Sunspots Extraction in PMO Sunspot Drawings Based on Deep Learning

Abstract

Sunspot numbers and sunspot areas are the most fundamental indices of long-term solar activity levels and the solar magnetic dynamo. This paper presents a deep-learning method for segmenting the components of sunspots in the Purple Mountain Astronomical Observatory (PMO) historical hand drawings spanning from 1954 to 2011. A total of 44568 samples were labeled as the following four types to build the training set and the test set at a ratio of 9:1. They are (1) pores without penumbrae, (2) spots with penumbrae, (3) umbrae within spots, and (4) holes within spots. A Hybrid Task Cascade Region-based Convolutional Neural Networks (HTC RCNN) is adopted; it is designed as three cascade stages adapted to increasingly higher Intersection over Unions to obtain increasing detector quality.
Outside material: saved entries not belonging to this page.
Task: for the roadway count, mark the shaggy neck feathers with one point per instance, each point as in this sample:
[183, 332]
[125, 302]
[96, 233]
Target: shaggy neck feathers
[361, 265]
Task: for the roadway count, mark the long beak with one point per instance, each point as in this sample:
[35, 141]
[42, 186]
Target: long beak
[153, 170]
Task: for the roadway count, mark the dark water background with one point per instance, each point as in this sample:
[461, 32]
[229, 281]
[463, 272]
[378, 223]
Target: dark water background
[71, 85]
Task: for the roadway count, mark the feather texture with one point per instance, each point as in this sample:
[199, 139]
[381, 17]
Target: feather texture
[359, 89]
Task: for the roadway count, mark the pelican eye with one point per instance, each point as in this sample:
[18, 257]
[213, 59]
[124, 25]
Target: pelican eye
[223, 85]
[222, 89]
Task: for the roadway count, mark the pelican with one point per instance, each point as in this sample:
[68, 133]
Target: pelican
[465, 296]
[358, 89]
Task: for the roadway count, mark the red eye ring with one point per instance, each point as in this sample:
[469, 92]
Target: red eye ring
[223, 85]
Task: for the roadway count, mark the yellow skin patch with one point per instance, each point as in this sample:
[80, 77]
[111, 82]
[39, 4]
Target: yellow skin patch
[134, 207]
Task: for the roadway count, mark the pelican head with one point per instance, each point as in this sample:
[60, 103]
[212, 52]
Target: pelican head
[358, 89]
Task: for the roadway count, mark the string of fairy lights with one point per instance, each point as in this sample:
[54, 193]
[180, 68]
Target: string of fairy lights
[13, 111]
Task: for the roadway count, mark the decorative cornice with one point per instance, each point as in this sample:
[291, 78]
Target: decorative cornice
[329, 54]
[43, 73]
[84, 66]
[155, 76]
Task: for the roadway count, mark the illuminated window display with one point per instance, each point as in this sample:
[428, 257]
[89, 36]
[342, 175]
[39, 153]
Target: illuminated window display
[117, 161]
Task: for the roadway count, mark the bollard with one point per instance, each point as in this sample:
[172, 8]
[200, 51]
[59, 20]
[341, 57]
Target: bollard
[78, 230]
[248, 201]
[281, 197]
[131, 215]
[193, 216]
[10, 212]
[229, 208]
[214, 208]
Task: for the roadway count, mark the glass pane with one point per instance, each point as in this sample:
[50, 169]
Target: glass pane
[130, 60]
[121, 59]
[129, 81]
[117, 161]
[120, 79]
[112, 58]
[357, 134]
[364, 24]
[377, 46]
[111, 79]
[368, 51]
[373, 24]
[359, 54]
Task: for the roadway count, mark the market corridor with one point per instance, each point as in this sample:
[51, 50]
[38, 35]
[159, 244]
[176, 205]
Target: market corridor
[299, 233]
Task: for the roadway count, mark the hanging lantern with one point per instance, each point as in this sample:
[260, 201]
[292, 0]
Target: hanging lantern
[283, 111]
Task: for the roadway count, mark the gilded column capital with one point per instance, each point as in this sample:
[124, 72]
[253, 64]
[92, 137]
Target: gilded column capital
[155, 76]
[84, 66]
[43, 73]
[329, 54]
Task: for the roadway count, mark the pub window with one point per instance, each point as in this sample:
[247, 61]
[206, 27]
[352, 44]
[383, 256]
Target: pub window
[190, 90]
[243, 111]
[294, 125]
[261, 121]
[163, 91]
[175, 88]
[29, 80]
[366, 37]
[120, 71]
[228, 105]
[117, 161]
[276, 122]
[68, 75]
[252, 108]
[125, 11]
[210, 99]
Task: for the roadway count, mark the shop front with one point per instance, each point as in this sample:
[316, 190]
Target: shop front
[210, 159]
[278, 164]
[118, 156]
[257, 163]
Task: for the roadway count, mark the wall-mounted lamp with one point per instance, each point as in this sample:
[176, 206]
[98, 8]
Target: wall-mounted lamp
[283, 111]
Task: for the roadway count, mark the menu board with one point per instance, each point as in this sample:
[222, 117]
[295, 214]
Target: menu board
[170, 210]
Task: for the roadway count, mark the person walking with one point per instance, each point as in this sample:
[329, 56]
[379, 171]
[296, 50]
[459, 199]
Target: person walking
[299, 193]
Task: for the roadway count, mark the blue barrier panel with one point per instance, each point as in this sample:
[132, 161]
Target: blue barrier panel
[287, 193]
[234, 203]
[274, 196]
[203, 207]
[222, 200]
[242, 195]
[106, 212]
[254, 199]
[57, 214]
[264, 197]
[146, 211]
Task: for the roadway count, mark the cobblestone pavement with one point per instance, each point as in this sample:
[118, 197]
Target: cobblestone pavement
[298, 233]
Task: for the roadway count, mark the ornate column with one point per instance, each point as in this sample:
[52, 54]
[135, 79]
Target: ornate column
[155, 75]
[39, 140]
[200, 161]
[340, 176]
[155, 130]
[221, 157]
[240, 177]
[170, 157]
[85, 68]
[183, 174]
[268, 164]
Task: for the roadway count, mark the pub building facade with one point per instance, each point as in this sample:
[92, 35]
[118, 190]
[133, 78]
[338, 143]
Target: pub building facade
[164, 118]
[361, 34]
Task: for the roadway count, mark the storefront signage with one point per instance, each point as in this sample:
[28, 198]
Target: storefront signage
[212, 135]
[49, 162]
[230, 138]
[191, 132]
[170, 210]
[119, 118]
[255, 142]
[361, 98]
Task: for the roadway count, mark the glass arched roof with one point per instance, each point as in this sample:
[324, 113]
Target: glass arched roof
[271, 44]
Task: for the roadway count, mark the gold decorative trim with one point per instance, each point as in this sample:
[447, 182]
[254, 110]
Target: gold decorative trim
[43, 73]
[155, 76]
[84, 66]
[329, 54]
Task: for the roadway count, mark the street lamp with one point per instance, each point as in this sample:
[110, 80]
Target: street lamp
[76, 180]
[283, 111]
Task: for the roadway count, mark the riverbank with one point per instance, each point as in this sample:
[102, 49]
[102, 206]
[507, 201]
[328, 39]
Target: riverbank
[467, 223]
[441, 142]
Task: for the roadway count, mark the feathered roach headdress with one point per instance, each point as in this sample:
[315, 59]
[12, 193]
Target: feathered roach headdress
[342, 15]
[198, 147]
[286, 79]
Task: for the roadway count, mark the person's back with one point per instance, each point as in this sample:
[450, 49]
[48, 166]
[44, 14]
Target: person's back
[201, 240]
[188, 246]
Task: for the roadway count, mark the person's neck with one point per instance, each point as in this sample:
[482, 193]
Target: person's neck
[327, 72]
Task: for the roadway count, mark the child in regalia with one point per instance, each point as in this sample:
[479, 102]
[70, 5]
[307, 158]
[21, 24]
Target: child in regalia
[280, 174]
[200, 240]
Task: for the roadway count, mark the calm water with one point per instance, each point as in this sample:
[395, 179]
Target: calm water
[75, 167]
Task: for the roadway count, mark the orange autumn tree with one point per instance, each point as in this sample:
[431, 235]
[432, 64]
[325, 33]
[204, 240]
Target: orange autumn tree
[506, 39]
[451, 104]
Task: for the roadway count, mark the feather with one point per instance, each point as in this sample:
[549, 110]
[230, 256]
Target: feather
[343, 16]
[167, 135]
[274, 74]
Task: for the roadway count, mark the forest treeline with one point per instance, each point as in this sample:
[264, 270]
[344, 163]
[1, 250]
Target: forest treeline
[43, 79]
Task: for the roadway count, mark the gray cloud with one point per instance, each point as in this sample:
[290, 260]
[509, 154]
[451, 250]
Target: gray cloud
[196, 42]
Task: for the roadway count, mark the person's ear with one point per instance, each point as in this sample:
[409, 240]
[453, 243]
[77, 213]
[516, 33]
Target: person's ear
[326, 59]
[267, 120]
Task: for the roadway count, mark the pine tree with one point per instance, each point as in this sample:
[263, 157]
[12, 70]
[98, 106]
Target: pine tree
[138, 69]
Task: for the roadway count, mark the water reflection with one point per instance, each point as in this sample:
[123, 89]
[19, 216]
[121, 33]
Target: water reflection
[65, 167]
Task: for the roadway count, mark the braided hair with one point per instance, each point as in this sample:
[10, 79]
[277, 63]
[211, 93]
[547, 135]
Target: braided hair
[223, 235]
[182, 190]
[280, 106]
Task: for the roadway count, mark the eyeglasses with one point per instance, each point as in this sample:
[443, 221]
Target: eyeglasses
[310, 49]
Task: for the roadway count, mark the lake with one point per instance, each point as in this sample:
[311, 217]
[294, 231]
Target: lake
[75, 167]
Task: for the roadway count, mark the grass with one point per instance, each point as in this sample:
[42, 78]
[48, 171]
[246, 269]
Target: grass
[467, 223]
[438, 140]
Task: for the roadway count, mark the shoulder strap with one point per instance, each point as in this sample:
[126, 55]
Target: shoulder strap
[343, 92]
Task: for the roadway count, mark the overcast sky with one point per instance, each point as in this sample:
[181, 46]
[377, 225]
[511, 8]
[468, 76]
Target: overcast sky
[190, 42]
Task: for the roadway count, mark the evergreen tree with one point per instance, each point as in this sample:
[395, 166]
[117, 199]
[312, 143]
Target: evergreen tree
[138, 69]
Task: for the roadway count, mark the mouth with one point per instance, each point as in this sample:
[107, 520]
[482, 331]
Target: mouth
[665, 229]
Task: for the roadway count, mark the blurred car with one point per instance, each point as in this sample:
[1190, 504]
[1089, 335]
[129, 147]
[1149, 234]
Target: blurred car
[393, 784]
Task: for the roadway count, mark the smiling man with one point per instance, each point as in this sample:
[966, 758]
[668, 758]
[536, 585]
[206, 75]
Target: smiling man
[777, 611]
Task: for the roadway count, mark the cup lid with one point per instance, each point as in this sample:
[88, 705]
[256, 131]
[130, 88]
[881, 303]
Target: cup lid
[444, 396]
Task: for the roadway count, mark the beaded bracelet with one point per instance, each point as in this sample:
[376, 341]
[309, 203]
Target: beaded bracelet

The features of sunspots are extracted and fused by a backbone combining residual network 50 and a feature pyramid network. After training the network using the training set, the method is tested by the test set. The precision, recall, and mean Average Precision are 0.90, 0.90, and 0.89, respectively, indicating that the method has a satisfying performance. The components of each sunspot are extracted separately, yielding the numbers and areas of pores, spots, umbrae and penumbrae. Detailed data of the PMO drawings from 1954 to 2011 are shared in public (http://61.166.157.71/HTCSD.html). It is another piece of the puzzle of long-term solar activity cycles and solar magnetic dynamo research.